Die Versicherung fußt auf der allgemeinen Sorgfaltspflicht eines ordentlichen und gewissenhaften Geschäftsleiters (§ 93 Abs. 1 AktG). Dabei steht sie unter einem Wissensvorbehalt, d. h. dass lediglich vorsätzliches Handeln Rechtsfolgen nach sich zieht, Fahrlässigkeit bleibt dagegen ohne rechtliche Folgen. Dazu ist es unerlässlich, dass sich die gesetzlichen Vertreter aktiv um ein möglichst umfassendes Wissen bzgl. der Ordnungsmäßigkeit der Rechnungslegung bemühen.
Tz. 87
Trotz der Formulierung der Regelungen zur Versicherung der gesetzlichen Vertreter in § 289 Abs. 1 HGB ist die Erklärung kein Bestandteil des Lageberichts.

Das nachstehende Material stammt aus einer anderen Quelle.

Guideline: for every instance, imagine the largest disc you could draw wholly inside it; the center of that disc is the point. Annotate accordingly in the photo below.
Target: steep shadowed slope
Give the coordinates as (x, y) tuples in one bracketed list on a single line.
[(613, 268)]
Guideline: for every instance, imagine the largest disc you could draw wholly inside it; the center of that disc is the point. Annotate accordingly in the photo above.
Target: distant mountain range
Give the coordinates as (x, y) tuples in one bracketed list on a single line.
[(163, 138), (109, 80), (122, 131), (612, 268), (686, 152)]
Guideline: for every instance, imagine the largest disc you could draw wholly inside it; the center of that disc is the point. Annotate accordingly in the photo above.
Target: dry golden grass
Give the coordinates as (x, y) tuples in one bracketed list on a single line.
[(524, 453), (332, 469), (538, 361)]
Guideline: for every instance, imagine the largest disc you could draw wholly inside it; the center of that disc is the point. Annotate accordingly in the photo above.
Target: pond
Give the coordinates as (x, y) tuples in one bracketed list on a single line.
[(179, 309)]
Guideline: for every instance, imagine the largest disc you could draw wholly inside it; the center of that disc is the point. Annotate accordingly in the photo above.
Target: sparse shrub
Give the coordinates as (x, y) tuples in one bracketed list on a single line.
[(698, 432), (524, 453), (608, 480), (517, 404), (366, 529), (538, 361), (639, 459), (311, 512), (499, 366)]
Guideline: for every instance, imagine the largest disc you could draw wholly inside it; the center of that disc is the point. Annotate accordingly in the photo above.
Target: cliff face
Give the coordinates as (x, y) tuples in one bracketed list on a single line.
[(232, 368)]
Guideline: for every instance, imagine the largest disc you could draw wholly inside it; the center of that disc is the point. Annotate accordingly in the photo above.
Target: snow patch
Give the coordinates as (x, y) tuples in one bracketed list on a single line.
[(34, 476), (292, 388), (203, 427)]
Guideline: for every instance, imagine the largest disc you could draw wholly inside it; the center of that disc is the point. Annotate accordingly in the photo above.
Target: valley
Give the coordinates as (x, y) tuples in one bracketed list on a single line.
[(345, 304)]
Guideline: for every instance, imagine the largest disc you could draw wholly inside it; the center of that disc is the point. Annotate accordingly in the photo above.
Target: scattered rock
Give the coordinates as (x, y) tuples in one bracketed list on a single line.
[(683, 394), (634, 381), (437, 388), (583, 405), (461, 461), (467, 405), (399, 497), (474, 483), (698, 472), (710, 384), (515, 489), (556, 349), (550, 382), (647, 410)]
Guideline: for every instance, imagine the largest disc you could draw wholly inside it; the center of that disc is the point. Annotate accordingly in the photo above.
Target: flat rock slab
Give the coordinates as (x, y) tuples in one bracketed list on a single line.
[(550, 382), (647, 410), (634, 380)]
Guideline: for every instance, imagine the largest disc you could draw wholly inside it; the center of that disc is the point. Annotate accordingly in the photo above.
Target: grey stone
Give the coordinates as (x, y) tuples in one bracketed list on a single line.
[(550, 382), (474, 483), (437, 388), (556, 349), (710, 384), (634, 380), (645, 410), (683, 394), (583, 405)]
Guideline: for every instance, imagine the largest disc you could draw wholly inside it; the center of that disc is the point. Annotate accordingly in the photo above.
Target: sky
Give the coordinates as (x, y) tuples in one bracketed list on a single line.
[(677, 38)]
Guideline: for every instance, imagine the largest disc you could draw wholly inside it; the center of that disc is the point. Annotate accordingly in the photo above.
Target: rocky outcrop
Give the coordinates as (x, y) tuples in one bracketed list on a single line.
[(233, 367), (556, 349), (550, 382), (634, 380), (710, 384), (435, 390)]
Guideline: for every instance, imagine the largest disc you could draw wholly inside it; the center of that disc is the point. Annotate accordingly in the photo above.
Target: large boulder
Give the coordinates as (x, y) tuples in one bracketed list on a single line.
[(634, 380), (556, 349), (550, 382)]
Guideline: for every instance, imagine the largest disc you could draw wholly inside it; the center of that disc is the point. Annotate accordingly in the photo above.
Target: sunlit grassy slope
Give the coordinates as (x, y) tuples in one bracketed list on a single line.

Sie stellt ein separates Berichtsinstrument dar, weshalb sie auch nicht der Prüfungspflicht nach § 317 Abs. 2 HGB unterliegt. Die Erklärung hat schriftlich zu erfolgen und ist von den gesetzlichen Vertretern zu unterzeichnen. Dabei ist es auch möglich, die Versicherungen zum JA und zum Lagebericht zusammenzufassen. Das DRSC hat in DRS 20.K234 f. folgende Musterformulierungen für die Versicherungen auf Konzernebene erarbeitet:
"Wir versichern nach bestem Wissen, dass im Konzernlagebericht der Geschäftsverlauf einschließlich des Geschäftsergebnisses und die Lage des Konzerns so dargestellt sind, dass ein den tatsächlichen Verhältnissen entsprechendes Bild vermittelt wird, sowie die wesentlichen Chancen und Risiken der voraussichtlichen Entwicklung des Konzerns beschrieben sind."
"Wir versichern nach bestem Wissen, dass gemäß den anzuwendenden Rechnungslegungsgrundsätzen der Konzernabschluss ein den tatsächlichen Verhältnissen entsprechendes Bild der Vermögens-, Finanz- und Ertragslage des Konzerns vermittelt und im Konzernlagebericht der Geschäftsverlauf einschließlich des Geschäftsergebnisses und die Lage des Konzerns so dargestellt sind, dass ein den tatsächlichen Verhältnissen entsprechendes Bild vermittelt wird, sowie die wesentlichen Chancen und Risiken der voraussichtlichen Entwicklung des Konzerns beschrieben sind."